Summary

LLM을 다루는 전반적인 지식을 아주 얕고 넓게 아우르는 book.

Chap 1. Introduction

1.3 Evolution from Traditional NLP Models to State-of-the-Art LLMs

1.3.1 Statistical Language Models (SLMs)

통계 데이터를 기반으로 Maximum Likelihood Estimation 기법으로 모델을 fit하곤 함.
n-gram 등이 있음.
- 가정으로는 Markov Assumption(n-step)
Task는 NTP.

Attention

Sparsity problem : 특히나 n-gram의 경우, n 값이 커지면 쉽지 않지.
Long-term dependencies : 일반적으로 4,5-gram까지가 한계이니, context가 매우 작지.

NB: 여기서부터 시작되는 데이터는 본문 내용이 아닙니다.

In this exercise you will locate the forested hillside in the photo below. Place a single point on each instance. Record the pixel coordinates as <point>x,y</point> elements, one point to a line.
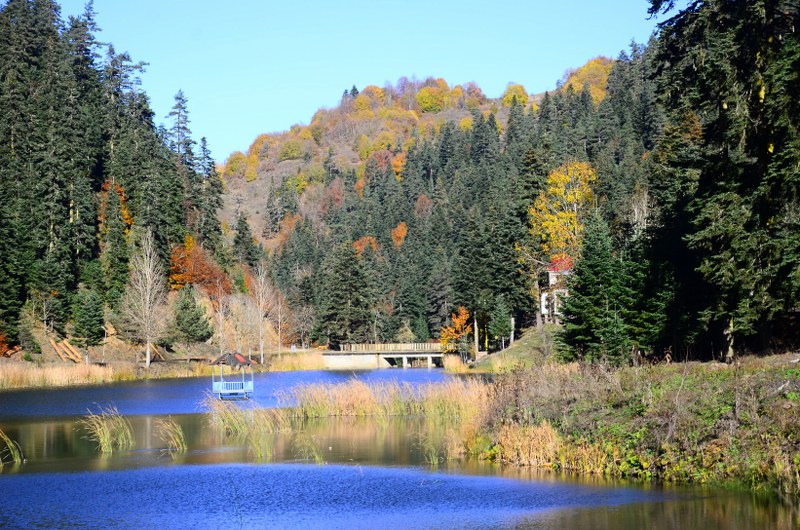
<point>659,188</point>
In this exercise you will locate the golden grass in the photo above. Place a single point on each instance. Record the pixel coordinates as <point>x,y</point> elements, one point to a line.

위 두 문제가 trade-off라 해결치 못함.

1.3.2 Neural Language Models (NLMs)

Word2vec, GloVe 등이 있음.
n-gram의 OOD, sparsity issue를 신경망으로 극복하자는 방법.

Important

Word 를 Vector로 보자!
Semantic를 latent space로 projection하자.

1.3.3 Pre-trained Language Models (PLMs)

Pre-train & Fine-Tuning Paradigm이 Improving Language Understandingby Generative Pre-Training, GPT 논문을 통해 LM 모델들이 따르는 표준 학습 패러다임으로 자리잡음.
대표적으로 GPT, BERT가 있음.

1.3.4 Large Language Models (LLMs)

방대한 양의 데이터로 학습되는 모델들.
대표적으로 GPT, Llama, PaLM 등이 있음.
최근 방법들은 pretrain → human-alignment, 2-step 흐름.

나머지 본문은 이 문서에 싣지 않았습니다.